Ce qui est certain, c’est que Joseph Arthur a voulu expérimenter avec ce deuxième volet de son projet The Ballad of Boogie Christ. Avec une première très belle chanson soft rock, qui s’écoute bien en trame de fond de n’importe quelle activité, l’artiste poursuit dans un registre plus rythmé avec un rock and roll bien senti. Mais aussitôt, l’album nous plonge dans des notes électro vaporeuses, immédiatement suivies par une ballade folk. Pas de quoi s’ennuyer. Et il en va ainsi pour le reste de l’œuvre. Bien sûr, la touche suprême, c’est qu’on ne pourra jamais reprocher à Joseph Arthur sa douce voix mielleuse qui se prête à tout type de musique.
– Laurence Houde-Roy

Harmonieux
Norah Jones & Billie Joe Armstrong
Foreverly
Note: Note critiques CD 3.5sur5

Mis à part le fait qu’il a le prénom tout indiqué pour, on n’aurait pas imaginé le leader de Green Day chanter du country. Jusqu’à ce qu’on entende sa voix se mêler à celle de Norah Jones dans des harmonies franchement réussies, pour ce Foreverly où les deux complices reprennent Songs Our Daddy Taught Us, des Everly Brothers. Arrangements rétro-folk, voix douces qui siéent bien aux chansons des fameux frères, bref, notre oreille nous indique que les deux artistes étaient désignés pour qu’un tel projet fonctionne bien.
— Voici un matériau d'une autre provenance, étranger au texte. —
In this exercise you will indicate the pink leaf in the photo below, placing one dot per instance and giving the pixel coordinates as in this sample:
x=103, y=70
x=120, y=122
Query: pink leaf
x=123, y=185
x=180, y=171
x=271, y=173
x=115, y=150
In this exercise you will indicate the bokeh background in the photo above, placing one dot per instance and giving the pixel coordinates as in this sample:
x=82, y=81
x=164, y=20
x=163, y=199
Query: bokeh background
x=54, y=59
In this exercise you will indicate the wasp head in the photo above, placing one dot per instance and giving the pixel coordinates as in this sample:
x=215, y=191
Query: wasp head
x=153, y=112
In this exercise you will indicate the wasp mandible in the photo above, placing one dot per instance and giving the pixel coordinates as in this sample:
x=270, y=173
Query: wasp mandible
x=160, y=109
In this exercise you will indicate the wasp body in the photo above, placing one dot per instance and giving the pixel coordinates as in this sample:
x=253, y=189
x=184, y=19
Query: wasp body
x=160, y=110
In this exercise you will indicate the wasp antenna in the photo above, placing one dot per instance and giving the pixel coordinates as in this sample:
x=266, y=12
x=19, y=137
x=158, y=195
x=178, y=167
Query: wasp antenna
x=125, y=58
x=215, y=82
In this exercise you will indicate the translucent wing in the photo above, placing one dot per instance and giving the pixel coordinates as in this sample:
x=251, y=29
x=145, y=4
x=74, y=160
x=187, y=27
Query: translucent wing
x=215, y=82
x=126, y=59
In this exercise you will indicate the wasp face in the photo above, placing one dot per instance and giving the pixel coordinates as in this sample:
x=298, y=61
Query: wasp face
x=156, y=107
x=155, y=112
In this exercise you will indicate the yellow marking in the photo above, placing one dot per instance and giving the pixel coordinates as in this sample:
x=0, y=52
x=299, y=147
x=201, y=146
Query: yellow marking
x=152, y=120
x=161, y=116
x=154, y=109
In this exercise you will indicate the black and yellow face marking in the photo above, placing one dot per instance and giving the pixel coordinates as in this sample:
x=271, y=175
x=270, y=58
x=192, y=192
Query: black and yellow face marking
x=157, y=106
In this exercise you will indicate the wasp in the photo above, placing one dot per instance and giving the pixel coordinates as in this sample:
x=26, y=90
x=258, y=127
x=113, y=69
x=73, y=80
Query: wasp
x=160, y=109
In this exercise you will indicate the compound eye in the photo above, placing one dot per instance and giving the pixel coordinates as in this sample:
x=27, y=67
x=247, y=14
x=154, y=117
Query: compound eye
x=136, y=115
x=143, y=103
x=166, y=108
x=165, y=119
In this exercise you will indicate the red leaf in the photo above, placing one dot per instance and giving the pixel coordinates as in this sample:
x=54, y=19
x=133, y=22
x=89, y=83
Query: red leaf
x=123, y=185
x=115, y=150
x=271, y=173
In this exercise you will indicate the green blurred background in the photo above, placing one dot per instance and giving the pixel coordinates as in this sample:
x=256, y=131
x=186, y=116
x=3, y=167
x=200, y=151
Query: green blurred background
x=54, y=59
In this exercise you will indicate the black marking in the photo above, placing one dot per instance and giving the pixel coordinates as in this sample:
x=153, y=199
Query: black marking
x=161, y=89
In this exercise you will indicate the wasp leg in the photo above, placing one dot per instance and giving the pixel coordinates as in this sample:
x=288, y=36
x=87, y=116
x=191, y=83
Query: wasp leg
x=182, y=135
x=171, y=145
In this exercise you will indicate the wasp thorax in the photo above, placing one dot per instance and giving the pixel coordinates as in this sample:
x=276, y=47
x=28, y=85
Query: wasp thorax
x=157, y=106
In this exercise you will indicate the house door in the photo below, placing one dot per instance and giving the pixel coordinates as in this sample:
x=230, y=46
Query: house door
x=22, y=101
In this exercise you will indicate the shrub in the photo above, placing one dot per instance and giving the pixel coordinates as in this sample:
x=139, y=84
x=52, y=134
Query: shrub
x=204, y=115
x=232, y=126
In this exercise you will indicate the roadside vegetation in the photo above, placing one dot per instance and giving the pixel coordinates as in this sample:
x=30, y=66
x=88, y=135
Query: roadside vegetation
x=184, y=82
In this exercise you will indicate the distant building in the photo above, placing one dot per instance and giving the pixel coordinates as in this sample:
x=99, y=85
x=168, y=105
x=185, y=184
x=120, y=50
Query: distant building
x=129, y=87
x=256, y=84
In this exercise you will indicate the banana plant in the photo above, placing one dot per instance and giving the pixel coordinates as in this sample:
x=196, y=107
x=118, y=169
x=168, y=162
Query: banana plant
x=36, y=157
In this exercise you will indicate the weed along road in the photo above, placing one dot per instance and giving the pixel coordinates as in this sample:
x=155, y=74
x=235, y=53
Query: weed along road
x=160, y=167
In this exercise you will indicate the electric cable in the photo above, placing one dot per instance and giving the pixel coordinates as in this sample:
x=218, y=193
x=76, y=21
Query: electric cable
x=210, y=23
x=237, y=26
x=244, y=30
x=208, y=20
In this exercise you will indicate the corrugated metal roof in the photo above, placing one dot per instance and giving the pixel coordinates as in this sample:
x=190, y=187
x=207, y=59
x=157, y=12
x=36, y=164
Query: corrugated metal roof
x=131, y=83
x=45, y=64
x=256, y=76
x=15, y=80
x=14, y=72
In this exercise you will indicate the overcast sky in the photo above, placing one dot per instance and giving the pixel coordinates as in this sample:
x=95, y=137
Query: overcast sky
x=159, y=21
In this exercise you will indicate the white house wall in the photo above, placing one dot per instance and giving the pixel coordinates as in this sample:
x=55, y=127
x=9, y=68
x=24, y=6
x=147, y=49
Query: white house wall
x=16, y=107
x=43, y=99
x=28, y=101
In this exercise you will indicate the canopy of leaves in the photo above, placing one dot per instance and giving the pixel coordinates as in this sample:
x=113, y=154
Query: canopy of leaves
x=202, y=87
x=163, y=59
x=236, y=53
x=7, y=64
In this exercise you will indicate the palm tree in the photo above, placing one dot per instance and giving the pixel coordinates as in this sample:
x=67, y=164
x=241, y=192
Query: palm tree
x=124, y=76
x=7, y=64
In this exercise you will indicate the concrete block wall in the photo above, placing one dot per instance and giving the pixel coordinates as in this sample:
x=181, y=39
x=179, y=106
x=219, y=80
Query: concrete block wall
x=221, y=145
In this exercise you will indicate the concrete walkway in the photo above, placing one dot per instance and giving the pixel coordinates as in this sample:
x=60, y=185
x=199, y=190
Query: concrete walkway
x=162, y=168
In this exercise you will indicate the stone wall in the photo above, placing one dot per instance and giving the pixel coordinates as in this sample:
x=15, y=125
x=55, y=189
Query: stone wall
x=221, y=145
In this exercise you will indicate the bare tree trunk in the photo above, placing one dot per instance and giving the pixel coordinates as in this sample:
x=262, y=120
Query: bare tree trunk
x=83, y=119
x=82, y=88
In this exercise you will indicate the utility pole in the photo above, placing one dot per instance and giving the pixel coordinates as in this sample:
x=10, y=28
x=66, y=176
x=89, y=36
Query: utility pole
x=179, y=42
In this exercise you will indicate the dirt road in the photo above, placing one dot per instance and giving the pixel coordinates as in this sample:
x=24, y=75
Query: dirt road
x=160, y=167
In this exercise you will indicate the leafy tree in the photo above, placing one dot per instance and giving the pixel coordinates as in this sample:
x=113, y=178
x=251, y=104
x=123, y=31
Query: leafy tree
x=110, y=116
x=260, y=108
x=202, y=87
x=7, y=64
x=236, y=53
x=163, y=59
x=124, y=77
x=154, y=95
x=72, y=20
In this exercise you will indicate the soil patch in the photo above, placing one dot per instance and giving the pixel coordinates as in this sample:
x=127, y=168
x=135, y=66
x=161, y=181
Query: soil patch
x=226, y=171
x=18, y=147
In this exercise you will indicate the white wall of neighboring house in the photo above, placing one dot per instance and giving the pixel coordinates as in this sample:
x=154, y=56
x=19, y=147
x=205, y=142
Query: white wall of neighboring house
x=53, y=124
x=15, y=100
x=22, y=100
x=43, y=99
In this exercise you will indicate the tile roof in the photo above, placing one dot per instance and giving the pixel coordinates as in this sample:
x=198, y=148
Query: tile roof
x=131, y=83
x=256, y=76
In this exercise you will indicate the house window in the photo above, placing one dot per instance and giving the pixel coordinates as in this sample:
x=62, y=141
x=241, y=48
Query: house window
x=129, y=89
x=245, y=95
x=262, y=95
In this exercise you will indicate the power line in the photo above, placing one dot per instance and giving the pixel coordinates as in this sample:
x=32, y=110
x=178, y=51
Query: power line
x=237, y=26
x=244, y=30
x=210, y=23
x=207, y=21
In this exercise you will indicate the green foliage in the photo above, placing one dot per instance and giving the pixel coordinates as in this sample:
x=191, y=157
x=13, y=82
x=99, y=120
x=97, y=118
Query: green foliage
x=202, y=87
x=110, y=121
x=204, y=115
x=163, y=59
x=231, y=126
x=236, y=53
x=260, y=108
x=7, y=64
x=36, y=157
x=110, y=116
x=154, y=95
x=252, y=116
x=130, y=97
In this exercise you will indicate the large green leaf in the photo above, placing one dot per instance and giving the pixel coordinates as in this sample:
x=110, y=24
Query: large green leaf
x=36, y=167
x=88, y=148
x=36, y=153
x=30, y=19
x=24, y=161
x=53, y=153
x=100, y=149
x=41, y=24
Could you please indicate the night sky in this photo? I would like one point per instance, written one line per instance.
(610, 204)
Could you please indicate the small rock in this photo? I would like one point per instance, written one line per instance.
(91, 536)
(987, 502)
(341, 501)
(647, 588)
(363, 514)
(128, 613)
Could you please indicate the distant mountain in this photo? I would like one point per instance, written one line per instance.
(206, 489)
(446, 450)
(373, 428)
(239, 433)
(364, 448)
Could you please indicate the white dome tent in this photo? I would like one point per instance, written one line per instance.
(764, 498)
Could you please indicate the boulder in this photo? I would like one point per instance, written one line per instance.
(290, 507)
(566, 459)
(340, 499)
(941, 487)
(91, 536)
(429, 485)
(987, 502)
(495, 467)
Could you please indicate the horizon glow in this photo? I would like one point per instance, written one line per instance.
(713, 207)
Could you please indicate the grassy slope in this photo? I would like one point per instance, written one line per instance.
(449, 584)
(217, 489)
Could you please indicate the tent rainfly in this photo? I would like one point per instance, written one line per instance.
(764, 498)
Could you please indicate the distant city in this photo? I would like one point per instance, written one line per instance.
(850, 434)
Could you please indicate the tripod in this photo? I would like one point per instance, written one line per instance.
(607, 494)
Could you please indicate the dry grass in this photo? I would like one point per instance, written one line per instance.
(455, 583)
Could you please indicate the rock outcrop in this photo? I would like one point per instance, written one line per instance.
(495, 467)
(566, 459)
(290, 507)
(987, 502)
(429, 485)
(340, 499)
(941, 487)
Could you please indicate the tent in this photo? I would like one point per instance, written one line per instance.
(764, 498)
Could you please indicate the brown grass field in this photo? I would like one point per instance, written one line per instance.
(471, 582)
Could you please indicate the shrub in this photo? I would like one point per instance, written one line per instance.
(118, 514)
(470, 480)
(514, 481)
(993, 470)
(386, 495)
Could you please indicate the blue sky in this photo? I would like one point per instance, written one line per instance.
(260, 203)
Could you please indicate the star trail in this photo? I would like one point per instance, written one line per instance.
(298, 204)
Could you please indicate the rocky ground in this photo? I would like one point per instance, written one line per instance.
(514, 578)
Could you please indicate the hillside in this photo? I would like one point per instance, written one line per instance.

Après écoute complète, toutefois, l’ensemble manque parfois un peu de relief, mais n’en demeure pas moins agréable.
– Jessica Émond-Ferrat

Comme d’habitude
Éric Lapointe
Jour de nuit
Note: note critiques CD 3sur5

Les fans d’Éric Lapointe ne seront pas déçus de ce septième opus de chansons originales. Le rockeur écorché vif reste fidèle à ses habitudes en nous offrant du gros rock et des paroles crues poussées au maximum par une voix rauque, voire à bout de souffle. Il y a une surprise toutefois : l’adaptation intéressante de la chanson country Mammas Don’t Let Your Babies Grow Up To Be Cowboys, de Willie Nelson, qui devient Moman. Il reste que l’univers lyrique d’Éric Lapointe est bourré de métaphores foireuses (Tant qu’il y aura des louves en chaleur /Qui viendront baver sur ma plume). Certains pourront dire qu’il manque un peu de mélodies accrocheuses, mais les vrais fans y trouveront fort probablement leur compte.